1: The Harvard Kennedy School of Government is an intense place.

“The culture taught us to avoid sounding stupid in front of one another,” writes Priya Parker in The Art of Gathering. “It was important to show your strength.”

When students asked, “How are you?” they responded with smiles and false positivity, she recalls. “The up-and-down facts of our lives smoothed into ascending narratives, our accomplishments were humble-bragged, and our personal brands were promoted.”

There is a better way, thought Lisa Lazarus, one of Priya’s classmates. She created Change Agents Now, also known as CAN. Her idea was simple: “Groups of six interested Kennedy School students would agree to meet every other week, for 3 hours at a time, and do the opposite of what they were doing for the other 333 hours of that fortnight.”

Within their groups, students would share “crucible moments,” a concept originated by Bill George, a Harvard Business School professor and the author of True North. Bill defines crucible moments as challenging experiences in our lives “that shape us in some deep way and shift our lens on the world. They are stories that define us in our own minds—and that, nevertheless, seldom come up in the ordinary course of conversation.”
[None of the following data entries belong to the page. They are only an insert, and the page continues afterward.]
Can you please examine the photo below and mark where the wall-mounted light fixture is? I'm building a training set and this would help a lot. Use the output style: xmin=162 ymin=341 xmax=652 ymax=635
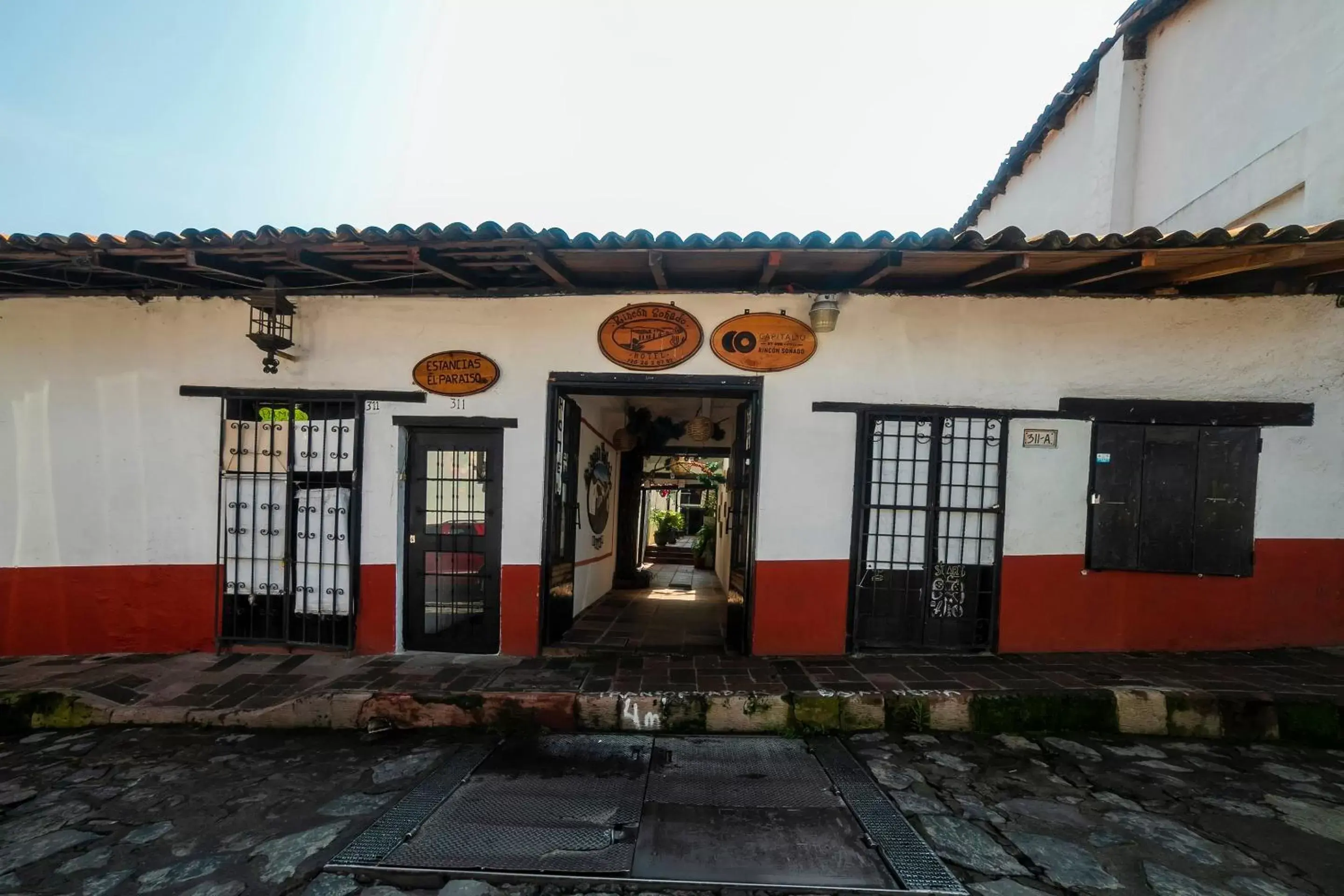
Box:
xmin=247 ymin=278 xmax=294 ymax=373
xmin=808 ymin=293 xmax=840 ymax=333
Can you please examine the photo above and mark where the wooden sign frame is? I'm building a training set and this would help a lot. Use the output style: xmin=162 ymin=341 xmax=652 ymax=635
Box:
xmin=411 ymin=349 xmax=500 ymax=398
xmin=710 ymin=312 xmax=817 ymax=373
xmin=597 ymin=302 xmax=704 ymax=371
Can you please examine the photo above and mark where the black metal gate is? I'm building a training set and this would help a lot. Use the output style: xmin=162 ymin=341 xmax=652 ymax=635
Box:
xmin=543 ymin=395 xmax=582 ymax=642
xmin=402 ymin=428 xmax=504 ymax=653
xmin=217 ymin=392 xmax=364 ymax=649
xmin=854 ymin=411 xmax=1007 ymax=650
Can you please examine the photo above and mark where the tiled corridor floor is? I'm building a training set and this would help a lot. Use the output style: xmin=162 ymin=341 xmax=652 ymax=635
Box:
xmin=554 ymin=564 xmax=728 ymax=654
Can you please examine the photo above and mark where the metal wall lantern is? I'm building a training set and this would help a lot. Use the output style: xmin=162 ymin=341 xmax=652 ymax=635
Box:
xmin=247 ymin=289 xmax=294 ymax=373
xmin=808 ymin=293 xmax=840 ymax=333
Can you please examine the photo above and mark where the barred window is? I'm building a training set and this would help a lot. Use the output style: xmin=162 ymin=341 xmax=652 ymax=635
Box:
xmin=217 ymin=395 xmax=364 ymax=649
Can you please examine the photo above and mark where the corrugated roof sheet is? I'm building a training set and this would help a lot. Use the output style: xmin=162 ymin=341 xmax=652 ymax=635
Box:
xmin=0 ymin=220 xmax=1344 ymax=255
xmin=0 ymin=220 xmax=1344 ymax=297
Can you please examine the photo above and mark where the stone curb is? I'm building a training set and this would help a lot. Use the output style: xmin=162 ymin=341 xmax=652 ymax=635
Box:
xmin=0 ymin=688 xmax=1344 ymax=746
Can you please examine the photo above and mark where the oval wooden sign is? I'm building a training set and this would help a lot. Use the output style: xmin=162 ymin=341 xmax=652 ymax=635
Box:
xmin=411 ymin=350 xmax=500 ymax=398
xmin=710 ymin=312 xmax=817 ymax=371
xmin=597 ymin=302 xmax=704 ymax=371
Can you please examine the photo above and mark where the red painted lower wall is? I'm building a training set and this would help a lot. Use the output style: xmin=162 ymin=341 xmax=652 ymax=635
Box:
xmin=751 ymin=560 xmax=849 ymax=656
xmin=500 ymin=564 xmax=542 ymax=657
xmin=0 ymin=564 xmax=215 ymax=656
xmin=355 ymin=563 xmax=397 ymax=653
xmin=999 ymin=539 xmax=1344 ymax=653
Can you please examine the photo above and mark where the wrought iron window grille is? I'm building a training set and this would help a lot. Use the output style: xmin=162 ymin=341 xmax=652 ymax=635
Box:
xmin=215 ymin=393 xmax=364 ymax=650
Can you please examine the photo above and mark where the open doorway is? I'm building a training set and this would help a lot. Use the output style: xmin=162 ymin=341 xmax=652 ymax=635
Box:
xmin=542 ymin=373 xmax=761 ymax=654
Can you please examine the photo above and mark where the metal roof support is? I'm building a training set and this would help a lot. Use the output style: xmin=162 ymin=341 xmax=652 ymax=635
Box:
xmin=285 ymin=247 xmax=370 ymax=283
xmin=649 ymin=251 xmax=668 ymax=292
xmin=851 ymin=252 xmax=902 ymax=289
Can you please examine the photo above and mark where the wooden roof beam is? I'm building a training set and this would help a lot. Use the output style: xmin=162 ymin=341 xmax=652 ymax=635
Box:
xmin=1050 ymin=251 xmax=1157 ymax=289
xmin=185 ymin=249 xmax=266 ymax=286
xmin=1167 ymin=246 xmax=1306 ymax=285
xmin=89 ymin=250 xmax=235 ymax=293
xmin=285 ymin=246 xmax=371 ymax=283
xmin=0 ymin=267 xmax=91 ymax=287
xmin=949 ymin=252 xmax=1031 ymax=289
xmin=649 ymin=251 xmax=668 ymax=293
xmin=407 ymin=246 xmax=480 ymax=289
xmin=523 ymin=246 xmax=577 ymax=289
xmin=756 ymin=252 xmax=784 ymax=289
xmin=849 ymin=252 xmax=901 ymax=289
xmin=1283 ymin=257 xmax=1344 ymax=280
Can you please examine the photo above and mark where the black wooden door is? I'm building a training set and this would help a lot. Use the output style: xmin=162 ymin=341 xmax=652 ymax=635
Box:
xmin=402 ymin=430 xmax=504 ymax=653
xmin=854 ymin=414 xmax=1005 ymax=649
xmin=723 ymin=398 xmax=758 ymax=654
xmin=543 ymin=395 xmax=579 ymax=642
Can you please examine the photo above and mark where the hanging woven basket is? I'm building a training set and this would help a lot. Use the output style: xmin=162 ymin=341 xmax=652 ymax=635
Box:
xmin=686 ymin=416 xmax=714 ymax=442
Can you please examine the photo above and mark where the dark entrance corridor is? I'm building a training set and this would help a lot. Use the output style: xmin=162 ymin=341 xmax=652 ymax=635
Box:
xmin=547 ymin=563 xmax=728 ymax=654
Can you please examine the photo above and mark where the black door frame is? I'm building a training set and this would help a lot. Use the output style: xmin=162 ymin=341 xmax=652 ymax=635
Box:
xmin=536 ymin=371 xmax=765 ymax=656
xmin=392 ymin=416 xmax=505 ymax=656
xmin=849 ymin=404 xmax=1010 ymax=653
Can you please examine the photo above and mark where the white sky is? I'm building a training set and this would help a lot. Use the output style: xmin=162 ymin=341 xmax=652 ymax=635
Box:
xmin=0 ymin=0 xmax=1127 ymax=235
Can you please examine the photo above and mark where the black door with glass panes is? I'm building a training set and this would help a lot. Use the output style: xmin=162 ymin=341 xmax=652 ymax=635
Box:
xmin=852 ymin=414 xmax=1005 ymax=650
xmin=402 ymin=430 xmax=504 ymax=653
xmin=542 ymin=395 xmax=581 ymax=644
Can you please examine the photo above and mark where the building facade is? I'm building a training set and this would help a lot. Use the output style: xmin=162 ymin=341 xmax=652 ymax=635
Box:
xmin=957 ymin=0 xmax=1344 ymax=234
xmin=0 ymin=226 xmax=1344 ymax=654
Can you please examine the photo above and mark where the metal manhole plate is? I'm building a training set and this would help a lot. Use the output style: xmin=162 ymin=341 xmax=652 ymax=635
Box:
xmin=329 ymin=735 xmax=966 ymax=896
xmin=645 ymin=736 xmax=844 ymax=809
xmin=383 ymin=735 xmax=653 ymax=873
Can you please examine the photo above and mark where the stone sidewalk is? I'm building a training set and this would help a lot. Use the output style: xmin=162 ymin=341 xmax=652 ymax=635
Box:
xmin=0 ymin=727 xmax=1344 ymax=896
xmin=0 ymin=650 xmax=1344 ymax=744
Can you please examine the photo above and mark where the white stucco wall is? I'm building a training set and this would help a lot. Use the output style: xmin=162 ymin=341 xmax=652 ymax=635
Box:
xmin=0 ymin=295 xmax=1344 ymax=577
xmin=976 ymin=0 xmax=1344 ymax=234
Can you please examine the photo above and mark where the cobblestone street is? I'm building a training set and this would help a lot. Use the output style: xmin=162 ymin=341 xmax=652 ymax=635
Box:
xmin=0 ymin=728 xmax=1344 ymax=896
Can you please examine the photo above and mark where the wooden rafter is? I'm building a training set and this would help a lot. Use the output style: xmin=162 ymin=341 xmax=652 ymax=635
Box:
xmin=407 ymin=246 xmax=477 ymax=289
xmin=0 ymin=267 xmax=87 ymax=287
xmin=523 ymin=246 xmax=577 ymax=289
xmin=851 ymin=252 xmax=902 ymax=289
xmin=1283 ymin=258 xmax=1344 ymax=280
xmin=756 ymin=252 xmax=784 ymax=289
xmin=952 ymin=252 xmax=1031 ymax=289
xmin=1167 ymin=246 xmax=1306 ymax=285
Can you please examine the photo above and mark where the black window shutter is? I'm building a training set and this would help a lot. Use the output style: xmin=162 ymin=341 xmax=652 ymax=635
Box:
xmin=1195 ymin=426 xmax=1260 ymax=575
xmin=1087 ymin=423 xmax=1144 ymax=570
xmin=1138 ymin=426 xmax=1199 ymax=572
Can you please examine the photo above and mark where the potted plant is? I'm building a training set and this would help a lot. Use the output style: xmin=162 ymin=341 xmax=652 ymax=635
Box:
xmin=651 ymin=511 xmax=686 ymax=548
xmin=695 ymin=513 xmax=718 ymax=570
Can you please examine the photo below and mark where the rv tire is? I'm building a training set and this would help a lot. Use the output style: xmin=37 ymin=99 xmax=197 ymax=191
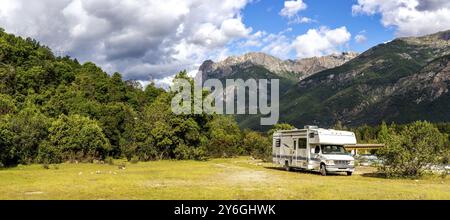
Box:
xmin=319 ymin=164 xmax=327 ymax=176
xmin=284 ymin=161 xmax=291 ymax=171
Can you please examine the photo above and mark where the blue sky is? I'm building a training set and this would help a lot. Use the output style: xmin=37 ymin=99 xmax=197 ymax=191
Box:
xmin=0 ymin=0 xmax=450 ymax=83
xmin=235 ymin=0 xmax=395 ymax=58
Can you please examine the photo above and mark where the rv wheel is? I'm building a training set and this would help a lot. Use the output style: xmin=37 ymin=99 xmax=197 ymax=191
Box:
xmin=284 ymin=161 xmax=291 ymax=171
xmin=320 ymin=164 xmax=327 ymax=176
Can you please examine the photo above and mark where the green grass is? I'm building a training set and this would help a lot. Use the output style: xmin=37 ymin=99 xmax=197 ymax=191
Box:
xmin=0 ymin=157 xmax=450 ymax=200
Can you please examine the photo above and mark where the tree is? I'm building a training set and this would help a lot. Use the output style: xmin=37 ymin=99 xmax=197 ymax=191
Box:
xmin=378 ymin=121 xmax=448 ymax=177
xmin=267 ymin=123 xmax=295 ymax=136
xmin=39 ymin=115 xmax=111 ymax=163
xmin=0 ymin=94 xmax=16 ymax=115
xmin=205 ymin=115 xmax=244 ymax=157
xmin=1 ymin=104 xmax=50 ymax=166
xmin=242 ymin=130 xmax=272 ymax=161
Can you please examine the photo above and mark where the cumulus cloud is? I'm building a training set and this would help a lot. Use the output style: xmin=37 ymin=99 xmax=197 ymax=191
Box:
xmin=241 ymin=26 xmax=352 ymax=59
xmin=0 ymin=0 xmax=252 ymax=81
xmin=352 ymin=0 xmax=450 ymax=36
xmin=280 ymin=0 xmax=308 ymax=18
xmin=292 ymin=27 xmax=351 ymax=58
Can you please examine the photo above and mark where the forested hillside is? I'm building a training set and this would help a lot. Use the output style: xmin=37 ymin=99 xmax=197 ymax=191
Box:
xmin=0 ymin=29 xmax=268 ymax=166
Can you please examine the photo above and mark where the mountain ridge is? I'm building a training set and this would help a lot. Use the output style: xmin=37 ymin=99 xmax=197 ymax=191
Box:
xmin=197 ymin=52 xmax=358 ymax=81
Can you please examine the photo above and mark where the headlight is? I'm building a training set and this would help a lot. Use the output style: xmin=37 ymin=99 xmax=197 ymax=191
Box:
xmin=325 ymin=160 xmax=334 ymax=165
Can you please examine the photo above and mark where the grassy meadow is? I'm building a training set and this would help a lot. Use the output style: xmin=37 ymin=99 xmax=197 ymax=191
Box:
xmin=0 ymin=157 xmax=450 ymax=200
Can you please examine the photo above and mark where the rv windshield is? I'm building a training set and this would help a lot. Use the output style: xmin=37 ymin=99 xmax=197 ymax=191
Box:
xmin=322 ymin=145 xmax=347 ymax=154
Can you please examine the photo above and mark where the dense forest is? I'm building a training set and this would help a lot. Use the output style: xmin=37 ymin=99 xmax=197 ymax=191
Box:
xmin=0 ymin=30 xmax=267 ymax=166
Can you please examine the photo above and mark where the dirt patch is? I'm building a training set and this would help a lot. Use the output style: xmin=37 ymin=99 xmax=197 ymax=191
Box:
xmin=24 ymin=191 xmax=44 ymax=196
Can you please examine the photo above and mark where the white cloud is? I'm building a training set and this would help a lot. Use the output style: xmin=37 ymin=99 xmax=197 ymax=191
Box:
xmin=280 ymin=0 xmax=308 ymax=18
xmin=352 ymin=0 xmax=450 ymax=36
xmin=261 ymin=33 xmax=293 ymax=59
xmin=0 ymin=0 xmax=252 ymax=81
xmin=355 ymin=34 xmax=367 ymax=44
xmin=292 ymin=27 xmax=351 ymax=58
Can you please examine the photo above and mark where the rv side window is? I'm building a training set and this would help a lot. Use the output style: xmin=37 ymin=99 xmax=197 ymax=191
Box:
xmin=298 ymin=138 xmax=306 ymax=149
xmin=314 ymin=146 xmax=320 ymax=154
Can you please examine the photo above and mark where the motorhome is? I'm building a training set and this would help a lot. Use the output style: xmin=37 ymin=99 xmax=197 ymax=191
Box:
xmin=272 ymin=126 xmax=356 ymax=176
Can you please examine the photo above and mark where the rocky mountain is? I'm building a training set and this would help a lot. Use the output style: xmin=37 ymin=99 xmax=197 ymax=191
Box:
xmin=197 ymin=52 xmax=358 ymax=81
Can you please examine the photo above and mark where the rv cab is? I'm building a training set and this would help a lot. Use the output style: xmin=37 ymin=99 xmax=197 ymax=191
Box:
xmin=272 ymin=126 xmax=356 ymax=175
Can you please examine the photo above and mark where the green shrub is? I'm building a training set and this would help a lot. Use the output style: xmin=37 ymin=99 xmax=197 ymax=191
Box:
xmin=39 ymin=115 xmax=111 ymax=162
xmin=105 ymin=157 xmax=114 ymax=165
xmin=377 ymin=121 xmax=448 ymax=177
xmin=130 ymin=156 xmax=139 ymax=164
xmin=243 ymin=131 xmax=272 ymax=161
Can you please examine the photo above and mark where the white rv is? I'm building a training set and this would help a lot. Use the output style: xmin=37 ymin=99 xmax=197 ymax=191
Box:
xmin=272 ymin=126 xmax=356 ymax=175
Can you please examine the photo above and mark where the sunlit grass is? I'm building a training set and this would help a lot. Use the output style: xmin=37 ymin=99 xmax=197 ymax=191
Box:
xmin=0 ymin=157 xmax=450 ymax=199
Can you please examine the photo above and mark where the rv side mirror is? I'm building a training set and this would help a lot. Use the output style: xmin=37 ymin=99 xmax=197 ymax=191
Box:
xmin=314 ymin=146 xmax=320 ymax=154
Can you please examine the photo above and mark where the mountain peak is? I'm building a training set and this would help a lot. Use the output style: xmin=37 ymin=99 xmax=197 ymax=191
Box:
xmin=197 ymin=52 xmax=359 ymax=81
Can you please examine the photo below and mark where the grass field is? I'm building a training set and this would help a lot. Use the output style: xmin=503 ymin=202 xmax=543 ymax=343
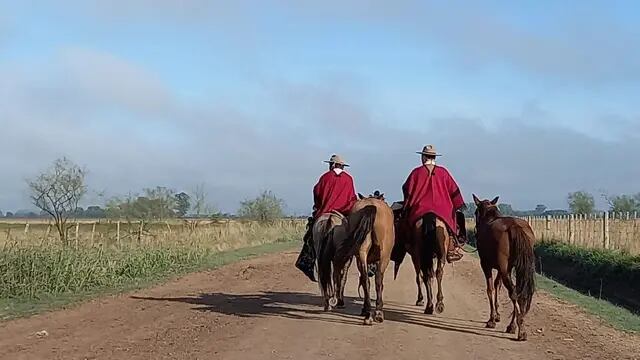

“Against all odds, they—we—would be honest. We would skip over all the parts that were working and dive straight into sharing what was not. We would tell authentic, painful stories—about parents who had abandoned us, about bullies who had taunted us, about poverty that had shamed us,” Priya recalls.

This ability to connect with other students authentically transformed Priya’s graduate school experience.

“The school became a different kind of place for me,” she writes. “Armor fell off; ears widened and mouths shrank; we learned to love one another for our flaws. The navy officer whose father was once homeless. The entrepreneur who grew up poor. The executive director, who, in light of an absent father, became a second parent to her siblings. I began to see their behavior through a different lens.

“And rather than feel jealous or intimidated by their accomplishments, I began to feel empathy for them, because I understood their stories, just as they understood mine.”

2: Her Kennedy School experience encouraged Priya to take similar risks in other settings. As a facilitator and author, she advises her clients on how to design meaningful and creative gatherings.

As the host or organizer, if we want our guests to share authentically, we must set the tone. If we hope to help our guests be more real, we must be real ourselves.

Early in the gathering, we must show them how. “To get the group to be vulnerable, we facilitators need to share an even more personal story than we expect our clients to,” comments event facilitator Bernardus Holtrop. The host “sets the depth of the group by whatever level we were willing to go to; however much we share, they will share a little less.”

“In some ways,” Priya writes, “this should be obvious. Being vulnerable with people makes them feel for you. Scholars like Brené Brown have been telling us this for years. But if it’s obvious as a description of human behavior, it doesn’t seem obvious to most of our gatherers.”

3: As hosts, we also need to communicate that each person should share at whatever depth they feel comfortable. “I draw a swimming pool. There is a deep end and a shallow end. You can choose whatever end you want to enter,” says facilitator Leng Lim. Offering an “invitation to intimacy is important, but depth is a complete choice.”

“This level of choice,” Priya observes, “is the difference between people being game for the evening and people resenting it.”

More tomorrow!


Reflection: Think back on an event I attended where the host or organizer shared a personal story. Did this encourage myself and others to share more deeply?

Action: At an upcoming event or meeting, set the example by sharing an authentic story.